Efforts to maintain fiscal discipline reflect concern over India’s sovereign credit rating, currently at BBB-, just a notch above junk status.

That will likely limit the government’s ability to provide relief to households and businesses facing an uneven recovery from the pandemic.

While growth was expected to be faster than that of many other economies, it would be too slow for the job creation needed to pull tens of millions out of poverty in a country where many scratch a living on a dollar or two a day.

Economic growth likely slowed sharply to an annual 4.6% in the December quarter from 6.3% reported in the preceding quarter.

It was expected to slow to 4.4% in the next quarter, the poll found. Sitharaman’s expected fiscal prudence coincides with state assembly elections in Karnataka, Chhattisgarh, Madhya Pradesh and Rajasthan in 2023, which would likely discourage the government from making deep cuts to social welfare.
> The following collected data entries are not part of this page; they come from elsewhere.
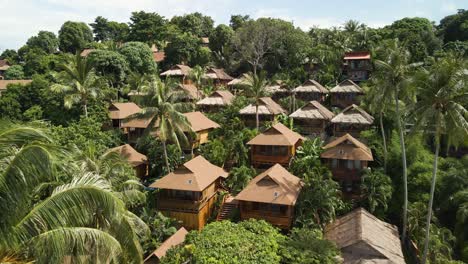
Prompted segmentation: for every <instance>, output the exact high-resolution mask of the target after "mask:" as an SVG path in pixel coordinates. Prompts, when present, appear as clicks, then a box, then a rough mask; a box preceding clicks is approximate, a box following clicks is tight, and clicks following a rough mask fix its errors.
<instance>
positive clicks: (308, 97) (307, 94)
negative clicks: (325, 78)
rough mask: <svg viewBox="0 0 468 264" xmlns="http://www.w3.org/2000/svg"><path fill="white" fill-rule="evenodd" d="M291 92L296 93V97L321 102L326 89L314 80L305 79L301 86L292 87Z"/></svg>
mask: <svg viewBox="0 0 468 264" xmlns="http://www.w3.org/2000/svg"><path fill="white" fill-rule="evenodd" d="M293 93H295V94H296V98H298V99H301V100H303V101H319V102H323V101H324V100H325V97H326V95H327V94H328V89H327V88H325V87H324V86H322V85H321V84H320V83H318V82H317V81H315V80H310V79H309V80H307V81H305V82H304V83H303V84H302V85H301V86H298V87H296V88H294V89H293Z"/></svg>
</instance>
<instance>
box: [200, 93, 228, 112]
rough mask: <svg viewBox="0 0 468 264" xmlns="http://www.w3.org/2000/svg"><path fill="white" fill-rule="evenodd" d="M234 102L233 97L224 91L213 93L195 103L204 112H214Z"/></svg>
mask: <svg viewBox="0 0 468 264" xmlns="http://www.w3.org/2000/svg"><path fill="white" fill-rule="evenodd" d="M233 100H234V95H233V94H232V93H231V92H229V91H226V90H218V91H214V92H213V93H212V94H210V96H208V97H206V98H204V99H202V100H200V101H198V102H197V106H199V107H201V108H202V109H203V110H205V111H216V110H219V108H222V107H225V106H228V105H230V104H231V103H232V101H233Z"/></svg>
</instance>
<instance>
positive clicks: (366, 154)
mask: <svg viewBox="0 0 468 264" xmlns="http://www.w3.org/2000/svg"><path fill="white" fill-rule="evenodd" d="M323 148H324V149H325V151H324V152H323V153H322V154H321V155H320V157H321V158H324V159H344V160H367V161H372V160H374V158H373V157H372V151H371V150H370V149H369V148H368V147H367V146H366V145H364V143H362V142H361V141H359V140H357V139H355V138H354V137H353V136H351V135H350V134H346V135H344V136H341V137H339V138H337V139H335V140H333V141H332V142H330V143H328V144H327V145H325V147H323Z"/></svg>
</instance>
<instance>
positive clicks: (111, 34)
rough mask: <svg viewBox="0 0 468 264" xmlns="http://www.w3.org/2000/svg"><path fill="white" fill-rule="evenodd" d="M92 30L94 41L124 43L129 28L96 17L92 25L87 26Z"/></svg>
mask: <svg viewBox="0 0 468 264" xmlns="http://www.w3.org/2000/svg"><path fill="white" fill-rule="evenodd" d="M89 25H90V26H91V28H92V29H93V33H94V40H95V41H101V42H103V41H109V40H111V41H116V42H122V41H124V40H125V39H126V38H127V36H128V33H129V31H130V28H129V26H128V25H127V24H125V23H119V22H115V21H109V20H107V19H106V18H104V17H102V16H98V17H96V19H95V20H94V23H91V24H89Z"/></svg>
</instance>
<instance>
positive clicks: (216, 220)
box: [216, 194, 238, 221]
mask: <svg viewBox="0 0 468 264" xmlns="http://www.w3.org/2000/svg"><path fill="white" fill-rule="evenodd" d="M237 206H238V201H237V200H235V199H234V197H232V196H231V195H229V194H228V195H226V197H225V198H224V201H223V204H222V205H221V208H220V209H219V212H218V216H217V217H216V221H223V220H227V219H229V216H230V215H231V214H232V212H233V211H234V210H235V209H236V208H237Z"/></svg>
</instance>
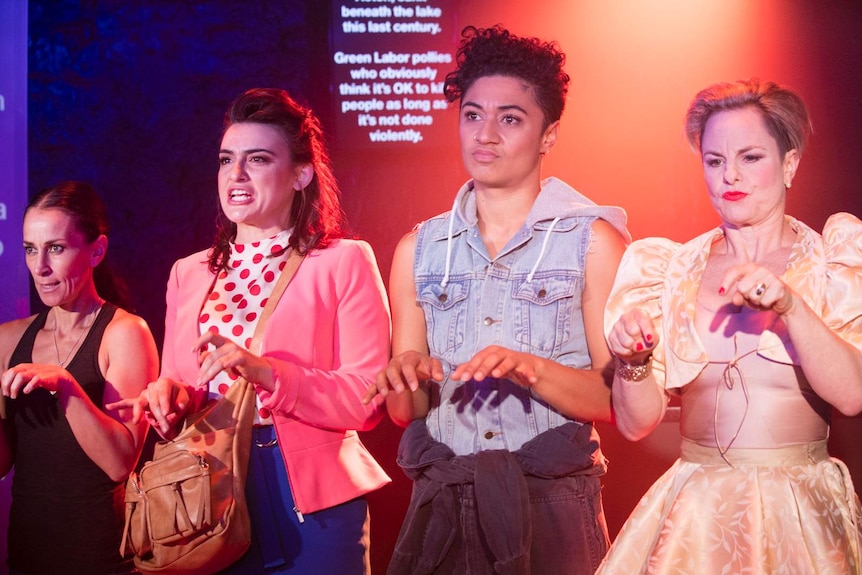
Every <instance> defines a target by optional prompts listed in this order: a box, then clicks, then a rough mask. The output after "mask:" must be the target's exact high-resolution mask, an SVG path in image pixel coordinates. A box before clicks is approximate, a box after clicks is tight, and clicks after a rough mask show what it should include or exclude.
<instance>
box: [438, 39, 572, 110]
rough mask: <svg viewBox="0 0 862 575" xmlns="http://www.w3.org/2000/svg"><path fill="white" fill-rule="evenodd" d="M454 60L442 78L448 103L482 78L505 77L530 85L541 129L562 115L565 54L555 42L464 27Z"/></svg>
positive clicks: (459, 99) (562, 107) (444, 92)
mask: <svg viewBox="0 0 862 575" xmlns="http://www.w3.org/2000/svg"><path fill="white" fill-rule="evenodd" d="M461 37H462V40H461V45H460V47H459V48H458V54H457V55H456V57H455V61H456V63H457V65H458V67H457V68H456V69H455V70H454V71H453V72H450V73H449V74H447V75H446V80H445V82H444V84H443V93H444V95H445V96H446V99H447V100H448V101H449V102H450V103H452V102H456V101H458V100H460V99H461V98H462V97H463V96H464V93H465V92H466V91H467V90H469V89H470V86H472V85H473V83H474V82H475V81H476V80H478V79H479V78H484V77H486V76H509V77H512V78H518V79H521V80H523V81H524V82H526V83H527V84H529V85H530V86H532V88H533V93H534V95H535V97H536V102H537V103H538V104H539V107H540V108H541V109H542V113H543V114H544V118H545V127H547V126H549V125H550V124H551V123H553V122H556V121H557V120H559V119H560V116H562V115H563V108H564V107H565V105H566V92H567V91H568V87H569V75H568V74H566V73H565V72H564V71H563V64H565V62H566V55H565V54H564V53H563V52H561V51H560V47H559V45H558V44H557V43H556V42H545V41H542V40H540V39H538V38H524V37H519V36H516V35H514V34H512V33H511V32H509V31H508V30H506V29H504V28H503V27H501V26H500V25H499V24H498V25H496V26H493V27H491V28H476V27H474V26H467V27H466V28H464V29H463V30H462V31H461Z"/></svg>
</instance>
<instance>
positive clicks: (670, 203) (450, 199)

“Both economic and political compulsions will mean a more challenging environment for aggressive fiscal consolidation next year,” said Sonal Varma, chief economist at Nomura.

Among those who expect it to be a more populist budget, some said the government would announce new subsidies, an increase in healthcare and rural spending to boost jobs.

“The last full budget before the general elections might have a stronger political undertone,” noted Samiran Chakraborty, chief economist at Citi.

“Given weakness in (the) rural economy, some expenditure could be reoriented towards existing rural schemes like MGNREGA (Mahatma Gandhi National Rural Employment Guarantee Act), rural housing, roads etc. Schemes for urban poor/hike in minimum wages could be surprise elements.”